China2011 travel blog

Street side condom machine

Fishnet patio

The garden

Silk loom

The Grand Canal

Toingli's alleyways


Canal boats


Our Captian

Today started as normal with breakfast at the hotel. Then on to the bus for a 2 hour trip to Suzhou – a city renowned for its gardens and silk production.

We first visited a hotel to use the toilet as the garden we were visiting had traditional squat toilets. The garden itself was beautiful – the traditional order and chaos. It is called the Garden of the Master of Fishing Nets because the intricate pattern of the walkways and courtyards resembles a fishnet. Beautiful furniture and walkways, it is still used as an artist's retreat. If it wasn't so hot (around 93) it would have been much more pleasant,

hen off to the silk factory. They showed the whole process, from worm to silk. They even had a working (but way out of date) silk factory processing the cocoons. The machines were taking the silk from the cocoons and winding it into silk, then further machines were weaving cloth with the silk. We bought a silk quilt for Alice. There were a LOT of silk products for sale. Having absolutely no idea of the value of silk, I'm hoping we got a good price.

We also got to see the terminus of the Grand Canal – it goes all the way to Beijing – over 1,000 miles, all hand dug. Still in use by barges and pleasure craft.

Then off to Tongli – the Venice of the East – where we had a nice (but hot) lunch. We wandered through the very narrow alleys (the town is 1,800 years old in parts) and visited a wedding museum where we found out about traditional Chinese weddings, but also that most are now very Westernized. The traditional wedding dress for the woman was red, the color for luck. It has shifted to white, which traditionally has been the color of mourning.
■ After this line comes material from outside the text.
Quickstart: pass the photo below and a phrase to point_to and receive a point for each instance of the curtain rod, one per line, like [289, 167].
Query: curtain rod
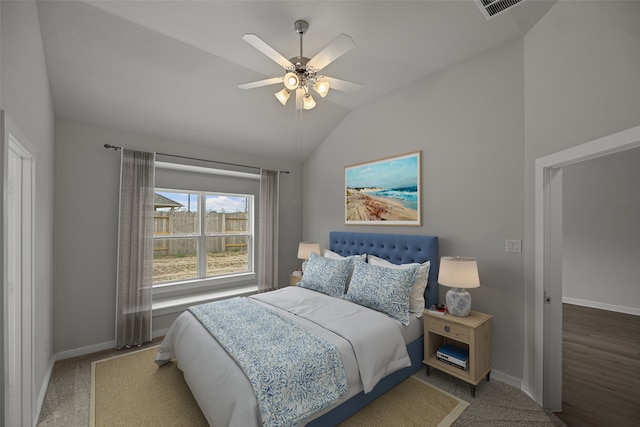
[197, 159]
Hmmm...

Then to another beautiful garden which had a marvelous pond filled with coy. Then to the fun part – a gondola ride on the canals of the city. We had an old woman rowing the boat. She didn't sing. We saw working cormorants as well, eight of them on a boat fishing the canal. Even got to see two of them catch fish and then have the handler take the large fish out and give them a small one as a reward.

Then shopping at an alley way where prices were dirt cheap. But also several artists were working and selling their materials. There were also several buckets of turtles for sale, as well as lotus blossoms (tasted like corn) and more traditional foods.

Finally a bus ride back to the city and a final group meal. It was rather sad to ting the great adventure is almost over.

Almost being the operative word. Tomorrow is a “free” day so we'll go shopping!